Dans cette atmosphère où la guerre est loin d’avoir révélé tous ses secrets et surtout mis au grand jour tous les protagonistes encore dans l’ombre, que pourront faire les trois mousquetaires dépêchés en RD Congo, pour essayer de remplacer les baïonnettes des fusils par des fleurs et obtenir, des camps en conflit, un cessez-le-feu déjà décrété à plusieurs reprises, mais jamais respecté? Comment les médiateurs, pour ne pas dire les médecins appelés au chevet de la RD Congo, pourront-ils ramener la paix des braves, et sauver ce qui peut l’être encore, alors que les belligérants ne sont pas prêts à baisser les canons? En tout cas, les anciens présidents du Kénya, Uhuru Kenyatta et du Nigeria, Olusegun Obasanjo et l’ancien Premier ministre éthiopien, Hailemariam Desaleign, n’ont pas été sortis de leur retraite pour jouir de vacances! La patate chaude que leur fourguent la SADC et l’EAC n’est pas des moindres! Ils auront, certainement, besoin de tout leur tact de médiateurs, pour «restaurer la stabilité» dans le volcanique Est de la RD Congo.
Questions à un zaïre: la stabilité dont il s’agit est-elle celle qu’exige Félix Tshisekedi, en l’occurrence, l’avant occupation de Goma et de Bukavu par le M23, ou celle de la situation d’après conquête des deux capitales du Nord et du Sud-Kivu? Quelle sera la nature des relations au sein du trio et du trio avec le seul médiateur qu’était l’Angolais et actuel président de l’Union Africaine, Joao Lourenço? Les intérêts et avis d’un ancien dirigeant sont-ils en phase avec ceux de «has been»? Afin de pouvoir éteindre ce feu qui pourrait brûler plus loin dans la sous-région, les désormais médiateurs sauront-ils accorder, chacun, son violon, pour ensuite convaincre les acteurs de la guerre, quand il est dit que les Africains ne savent s’accorder que sur leurs désaccords? Sauront-ils tous reconnaître le processus de Luanda comme un acquis sur lequel peut être bâtie la médiation avec la nouvelle donne de l’alliance AFC/M23, autant déterminée, avec l’implication d’autres acteurs, à en finir avec le pouvoir en place à Kinshasa?
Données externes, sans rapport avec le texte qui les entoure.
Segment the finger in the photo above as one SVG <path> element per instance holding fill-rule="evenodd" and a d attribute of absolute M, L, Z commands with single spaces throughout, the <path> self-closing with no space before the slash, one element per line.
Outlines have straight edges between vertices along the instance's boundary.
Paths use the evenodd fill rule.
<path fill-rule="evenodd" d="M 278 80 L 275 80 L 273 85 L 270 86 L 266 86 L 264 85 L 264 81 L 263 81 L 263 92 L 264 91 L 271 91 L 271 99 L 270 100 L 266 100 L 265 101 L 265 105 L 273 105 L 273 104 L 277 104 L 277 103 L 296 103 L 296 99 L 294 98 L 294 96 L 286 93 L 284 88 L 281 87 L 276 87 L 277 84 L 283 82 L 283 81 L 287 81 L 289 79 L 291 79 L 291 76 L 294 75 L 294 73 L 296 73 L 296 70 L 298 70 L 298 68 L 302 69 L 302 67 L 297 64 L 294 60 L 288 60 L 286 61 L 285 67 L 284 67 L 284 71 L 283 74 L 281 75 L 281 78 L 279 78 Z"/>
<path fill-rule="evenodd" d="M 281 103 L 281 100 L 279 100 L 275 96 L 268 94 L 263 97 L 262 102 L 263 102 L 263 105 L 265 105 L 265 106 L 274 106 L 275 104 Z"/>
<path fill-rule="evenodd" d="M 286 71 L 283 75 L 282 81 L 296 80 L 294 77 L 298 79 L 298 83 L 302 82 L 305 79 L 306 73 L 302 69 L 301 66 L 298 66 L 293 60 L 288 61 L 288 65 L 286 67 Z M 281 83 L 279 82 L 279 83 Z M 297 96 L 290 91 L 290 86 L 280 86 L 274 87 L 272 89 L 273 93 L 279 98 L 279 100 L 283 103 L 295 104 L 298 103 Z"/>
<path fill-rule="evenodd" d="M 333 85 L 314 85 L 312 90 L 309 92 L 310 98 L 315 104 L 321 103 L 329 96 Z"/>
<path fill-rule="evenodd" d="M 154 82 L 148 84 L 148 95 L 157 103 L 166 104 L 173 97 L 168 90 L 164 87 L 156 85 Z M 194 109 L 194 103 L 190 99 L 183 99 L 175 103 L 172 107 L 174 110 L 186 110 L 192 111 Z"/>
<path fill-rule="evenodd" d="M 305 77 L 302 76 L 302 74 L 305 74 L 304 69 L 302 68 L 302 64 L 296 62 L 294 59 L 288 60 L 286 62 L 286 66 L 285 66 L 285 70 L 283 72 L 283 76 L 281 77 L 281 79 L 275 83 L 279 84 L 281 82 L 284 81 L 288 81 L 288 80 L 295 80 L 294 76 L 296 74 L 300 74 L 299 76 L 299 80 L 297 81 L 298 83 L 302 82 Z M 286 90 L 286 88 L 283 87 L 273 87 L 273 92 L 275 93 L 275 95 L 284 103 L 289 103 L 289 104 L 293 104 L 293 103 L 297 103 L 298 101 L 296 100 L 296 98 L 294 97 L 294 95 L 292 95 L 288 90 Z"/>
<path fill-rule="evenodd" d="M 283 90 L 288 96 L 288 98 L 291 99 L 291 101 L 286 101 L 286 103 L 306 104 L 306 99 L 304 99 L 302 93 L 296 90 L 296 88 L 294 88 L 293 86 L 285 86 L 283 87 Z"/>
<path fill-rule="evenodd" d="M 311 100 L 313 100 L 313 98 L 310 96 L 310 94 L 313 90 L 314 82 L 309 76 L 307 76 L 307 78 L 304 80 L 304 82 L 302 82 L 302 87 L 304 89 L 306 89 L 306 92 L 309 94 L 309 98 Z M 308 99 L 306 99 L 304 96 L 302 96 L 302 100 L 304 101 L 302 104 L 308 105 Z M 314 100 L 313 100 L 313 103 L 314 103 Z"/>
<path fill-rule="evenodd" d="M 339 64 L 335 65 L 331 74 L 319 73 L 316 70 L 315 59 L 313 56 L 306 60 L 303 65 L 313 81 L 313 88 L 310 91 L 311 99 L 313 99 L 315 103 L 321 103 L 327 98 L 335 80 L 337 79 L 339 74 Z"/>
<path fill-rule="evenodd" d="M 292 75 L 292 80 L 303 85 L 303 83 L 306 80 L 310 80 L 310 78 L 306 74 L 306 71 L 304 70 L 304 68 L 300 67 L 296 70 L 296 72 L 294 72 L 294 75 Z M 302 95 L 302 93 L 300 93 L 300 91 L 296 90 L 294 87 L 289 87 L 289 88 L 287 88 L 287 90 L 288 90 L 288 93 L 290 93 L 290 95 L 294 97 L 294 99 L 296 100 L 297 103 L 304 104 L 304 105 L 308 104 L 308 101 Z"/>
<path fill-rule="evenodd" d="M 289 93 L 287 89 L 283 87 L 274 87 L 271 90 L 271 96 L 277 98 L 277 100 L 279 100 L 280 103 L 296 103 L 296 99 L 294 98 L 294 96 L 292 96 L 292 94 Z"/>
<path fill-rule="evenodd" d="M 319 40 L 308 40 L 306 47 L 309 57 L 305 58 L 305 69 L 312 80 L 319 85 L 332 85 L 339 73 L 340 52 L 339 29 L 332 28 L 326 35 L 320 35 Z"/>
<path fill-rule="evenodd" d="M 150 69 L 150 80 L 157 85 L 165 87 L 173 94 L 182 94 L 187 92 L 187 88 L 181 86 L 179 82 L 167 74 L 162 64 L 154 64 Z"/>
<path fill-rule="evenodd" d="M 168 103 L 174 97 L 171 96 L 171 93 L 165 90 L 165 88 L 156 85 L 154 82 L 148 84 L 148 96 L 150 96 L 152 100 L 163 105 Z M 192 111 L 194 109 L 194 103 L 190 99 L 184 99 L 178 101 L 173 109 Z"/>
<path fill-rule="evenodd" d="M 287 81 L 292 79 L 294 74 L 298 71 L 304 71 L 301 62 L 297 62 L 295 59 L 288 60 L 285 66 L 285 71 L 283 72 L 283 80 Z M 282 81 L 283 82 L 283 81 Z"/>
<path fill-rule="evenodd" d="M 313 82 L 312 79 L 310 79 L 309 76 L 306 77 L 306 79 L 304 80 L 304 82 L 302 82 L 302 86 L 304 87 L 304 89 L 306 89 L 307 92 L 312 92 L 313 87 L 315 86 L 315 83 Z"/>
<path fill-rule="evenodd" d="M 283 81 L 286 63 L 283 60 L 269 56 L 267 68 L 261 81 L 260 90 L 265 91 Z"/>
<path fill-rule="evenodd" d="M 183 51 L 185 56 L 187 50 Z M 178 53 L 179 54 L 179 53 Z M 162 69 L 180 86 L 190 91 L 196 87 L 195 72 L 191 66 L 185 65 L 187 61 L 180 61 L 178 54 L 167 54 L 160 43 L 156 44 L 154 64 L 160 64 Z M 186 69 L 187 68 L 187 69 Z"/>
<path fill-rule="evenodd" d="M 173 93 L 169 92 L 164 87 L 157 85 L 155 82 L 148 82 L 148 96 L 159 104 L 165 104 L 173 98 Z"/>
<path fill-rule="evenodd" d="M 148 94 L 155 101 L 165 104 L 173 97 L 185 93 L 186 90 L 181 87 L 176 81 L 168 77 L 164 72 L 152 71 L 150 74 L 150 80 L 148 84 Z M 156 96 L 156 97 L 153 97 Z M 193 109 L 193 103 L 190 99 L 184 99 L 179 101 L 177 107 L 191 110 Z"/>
La situation demeure encore fragile et même volatile dans cette RD Congo trop riche en ressources naturelles. Beaucoup d’équations à plusieurs inconnues, seront difficiles à résoudre, malgré la sagesse et l’expérience reconnue d’Olusegun Obasango, bientôt 87 ans, la connaissance profonde du dossier par le voisin kényan, Uhuru Kenyatta et l’expertise en matière institutionnelle de l’ancien Premier ministre et ex-président de l’Union Africaine, Hailemariam Desalegn.